Pendant que le garçon s’appliquait à composer un cherry blossom acceptable, un lourd nuage d’eau de toilette masculine vint polluer ma quiétude olfactive. Un grand jeune homme me tournait autour avec l’air du type qui va dire quelque chose.

— Pardon, vous êtes… vous êtes bien Tancrède ?

— Vous pensez qu’il y a dans le monde deux beagles qui parlent français et s’appellent Bastié ?

— Non, bien sûr ! Je suis trop content de vous rencontrer ! Je lis souvent Les Effrontés.

— C’est très bien, il faut continuer.

— Vous attendez quelqu’un ? Je peux m’asseoir ?

— J’attends quelqu’un, mais nous avons le temps. Asseyez-vous.

— Qu’est-ce que je vais prendre ? (Au garçon) Avez-vous du… cherry coke ?

— Levez-vous, partez.

— Aheu… Laissez tomber le cherry coke, alors.

— Faites-lui un spritz.

— Voilà, parfait. Un spritz. C’est cool d’être là. Tancrède, pouvez-vous m’aider ? Je ne sais pas bien faire la conversation dans les soirées. Je ne sais pas quoi leur dire, comment continuer, tout ça. Je me retrouve tout seul dans la cuisine à descendre des bières pendant que les mecs extravertis sont entourés de filles fascinées. Ça a l’air tellement facile, et c’est tellement dur pour moi.

— Il faut pratiquer.

— Oui ! C’est exactement ce que je veux faire. J’ai trouvé des listes de questions pour lancer la discussion, je peux vous les lire ? Vous me répondrez, et comme ça je vais pratiquer un peu.
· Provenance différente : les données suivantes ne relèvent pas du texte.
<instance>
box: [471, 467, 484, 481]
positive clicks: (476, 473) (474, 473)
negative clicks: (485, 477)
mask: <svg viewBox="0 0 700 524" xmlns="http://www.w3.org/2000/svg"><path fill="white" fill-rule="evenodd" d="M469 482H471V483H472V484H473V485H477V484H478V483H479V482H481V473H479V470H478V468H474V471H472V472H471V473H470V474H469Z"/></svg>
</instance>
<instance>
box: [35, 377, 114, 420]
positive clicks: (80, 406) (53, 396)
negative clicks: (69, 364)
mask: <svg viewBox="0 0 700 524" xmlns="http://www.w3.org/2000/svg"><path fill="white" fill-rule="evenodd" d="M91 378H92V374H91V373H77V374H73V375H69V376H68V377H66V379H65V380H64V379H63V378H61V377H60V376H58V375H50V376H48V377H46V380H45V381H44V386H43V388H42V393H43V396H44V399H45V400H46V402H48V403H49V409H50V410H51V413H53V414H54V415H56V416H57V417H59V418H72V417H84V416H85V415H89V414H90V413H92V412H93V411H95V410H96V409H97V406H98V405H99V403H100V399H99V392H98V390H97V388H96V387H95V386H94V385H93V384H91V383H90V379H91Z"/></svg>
— Vous auriez pu aborder n’importe quelle fille qui passe sur cette plage et lui dire exactement ce que vous m’avez dit : « Pouvez-vous m’aider ? Je ne sais pas faire la conversation. J’ai trouvé des questions pour lancer la discussion, je peux vous les lire ? Comme ça je vais pratiquer. »

— Oui, oui, c’est vrai. Mais je n’ose pas encore. J’essaye avec vous d’abord. Ensuite, promis, j’aborderai vraiment des filles.

— Je vous écoute.

— Quelle est le stéréotype que la société devrait vraiment dépasser ?

— C’est ça, votre question pour lancer une discussion ? Vous avez pris ça sur un site américain ?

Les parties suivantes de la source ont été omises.